For 220 years, the U.S. first-to-invent patent system has fostered more innovation and opportunities for inventors than any other system in the world. However, in the name of “harmonization,” Section 3 of the bill will change our patent system from one that values the inventor to a first-to-file system that values government bureaucracy and bigger corporations. Section 3 will create a “race to the PTO” favoring larger companies, force inventors to spend money on filing unnecessary patents (before vetting the invention’s merits) that could otherwise be used to create jobs, and increase the PTO’s workload.

Section 5 establishes adversarial court-like procedures for infringers to challenge issued patents at the PTO. This will create new work for the PTO that it is ill-equipped to handle and further burden small/medium sized businesses; forcing them to spend more money on lawyers and less investing in R&D and jobs. 

Most troubling, Section 18 of the bill amounts to a special earmark inserted in the Senate at the last minute per the request of the banking lobby. The provision discriminates against a class of patents that big banks infringe, financial related “business method patents” (“BMPs”). While the bill’s court-like opposition procedures are forward looking and time limited for every other type of patent, Section 18 expands the time limits just for BMPs and even allows banks to institute these procedures against already issued BMPs (even patents already tested in court). 
Section 18 will affect many companies, including ours. TT owns patents that have gone through a trial in Federal Court, an appeal and two different reexaminations at the PTO. Yet, Section 18 will likely require TT to spend more time and money defending these tested patents. Only lawyers stand to benefit from this.   

House Judiciary Chairman Lamar Smith (R-Texas) asserts that Section 18 is “not a gift to any industry or group.” If this is true, why doesn’t Section 18 apply to all BMPs, instead of discriminating against only those “used in the practice, administration, or management of a financial product or service”?  The answer is clear: banks want a retroactive weapon against patents on any technology they may be infringing.
Section 18 does not enjoy broad support as claimed by Chairman Smith. Reps. Aaron Schock (R-Ill.) and Dan Boren (D-Okla.) have recently proposed an amendment to remove Section 18 that is supported by a wide array of representatives on both sides of the aisle. 

Chairman Smith’s defense of Section 18 is based on unsupported and incorrect anecdotal claims. For example, BMPs were not created in the late 1990s. They existed long before; the PTO did not grant an unusual number of “bad” BMPs. Since the early 2000s, the BMP examining group has been the toughest at the PTO, with specialized quality review procedures resulting in an annual allowance rate of between 10-15 percent, compared with the overall PTO allowance rate of around 80 percent.

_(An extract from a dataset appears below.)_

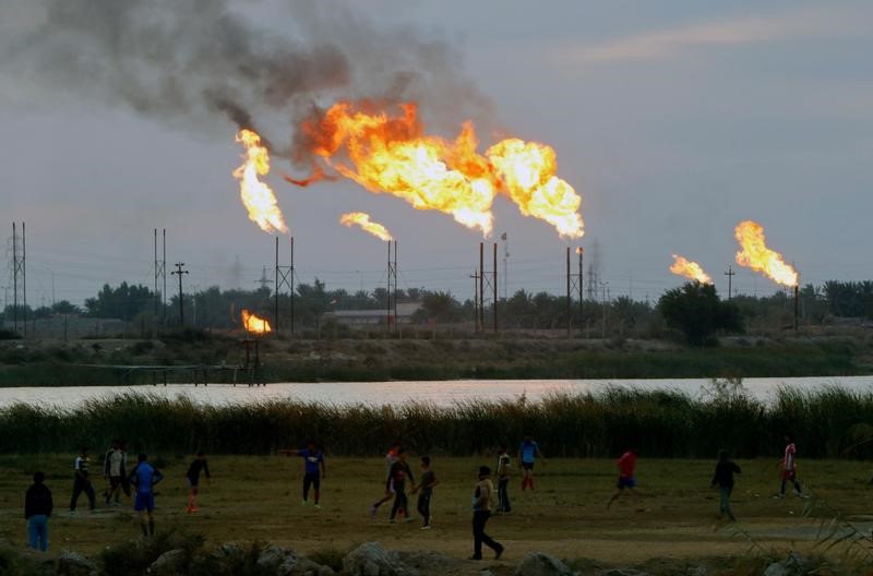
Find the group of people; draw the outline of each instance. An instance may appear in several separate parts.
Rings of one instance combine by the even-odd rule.
[[[798,496],[808,497],[803,492],[797,478],[797,446],[793,437],[787,434],[785,456],[781,460],[781,484],[775,499],[784,499],[786,488],[789,483],[794,488]],[[309,505],[310,490],[312,490],[313,505],[321,508],[321,481],[326,478],[326,467],[324,463],[324,452],[314,441],[307,443],[302,449],[282,449],[280,454],[288,456],[299,456],[303,458],[303,485],[302,505]],[[494,551],[494,556],[499,559],[504,551],[504,547],[486,533],[486,525],[491,516],[492,505],[497,505],[498,514],[511,514],[509,487],[512,470],[512,458],[506,446],[500,445],[497,449],[497,480],[498,488],[494,489],[491,480],[491,468],[480,466],[478,480],[474,488],[471,508],[473,508],[473,536],[474,554],[473,560],[482,557],[482,545],[487,545]],[[534,468],[537,458],[545,464],[546,458],[540,451],[537,442],[530,435],[522,441],[516,457],[517,466],[522,470],[522,491],[534,490]],[[615,491],[607,502],[607,509],[625,491],[630,493],[637,505],[639,494],[636,491],[636,468],[637,452],[629,448],[617,460],[619,470]],[[431,500],[434,488],[440,483],[436,473],[432,468],[429,456],[420,458],[420,479],[416,483],[415,475],[407,463],[407,452],[399,443],[394,443],[385,455],[385,484],[384,493],[370,506],[370,515],[376,517],[379,507],[393,501],[388,521],[396,524],[398,518],[405,521],[412,521],[414,518],[408,511],[408,496],[406,494],[407,483],[411,488],[412,494],[418,494],[416,509],[421,516],[422,530],[431,528]],[[79,496],[84,493],[91,505],[95,508],[96,495],[89,475],[89,455],[87,448],[82,448],[81,454],[73,463],[73,493],[70,500],[70,514],[75,514]],[[736,520],[730,507],[730,495],[733,490],[734,475],[741,473],[740,467],[734,464],[726,451],[720,451],[713,476],[711,487],[718,488],[720,492],[719,514],[727,516],[731,521]],[[211,478],[210,467],[203,452],[198,452],[196,457],[188,467],[186,481],[188,483],[188,506],[186,511],[193,514],[198,511],[198,493],[200,477],[204,475],[208,481]],[[154,487],[164,479],[164,475],[155,466],[148,463],[145,453],[137,455],[137,464],[127,473],[127,452],[123,441],[112,442],[111,448],[104,458],[104,476],[108,480],[108,485],[104,491],[107,505],[120,505],[121,492],[130,495],[131,488],[134,491],[134,511],[136,511],[142,527],[143,535],[148,537],[155,533],[155,494]],[[51,516],[53,503],[51,491],[45,485],[45,473],[37,471],[34,473],[34,483],[25,494],[25,518],[28,520],[29,544],[36,550],[48,549],[48,518]],[[641,508],[638,508],[641,509]]]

The bill will not allow the PTO to consider the “best prior art.” The PTO is not equipped to assess alleged “prior uses” (as opposed to publications). Assessing alleged prior uses requires dealing with faulty memories and even attempts by interested parties to mislead. For example, it is easy for skilled people to modify software without detection. Getting to the truth requires costly/complex discovery and, often, the use of computer forensics experts. TT has experienced this first-hand, uncovering that a party fabricated evidence of an alleged “prior use” software.

TT agrees with Reps. Jim Sensenbrenner (R-Wis.) and John Conyers (D-Mich.), the two former chairmen of the Judiciary Committee, and endorses the Schock-Boren-Sensenbrenner-Conyers-Franks-Waters-Kaptur amendment as well as other amendments to remove the bill’s problematic provisions. Unless these provisions are removed, the bill should be scrapped entirely.

Steven F. Borsand is the executive vice president of Intellectual Property at Trading Technologies.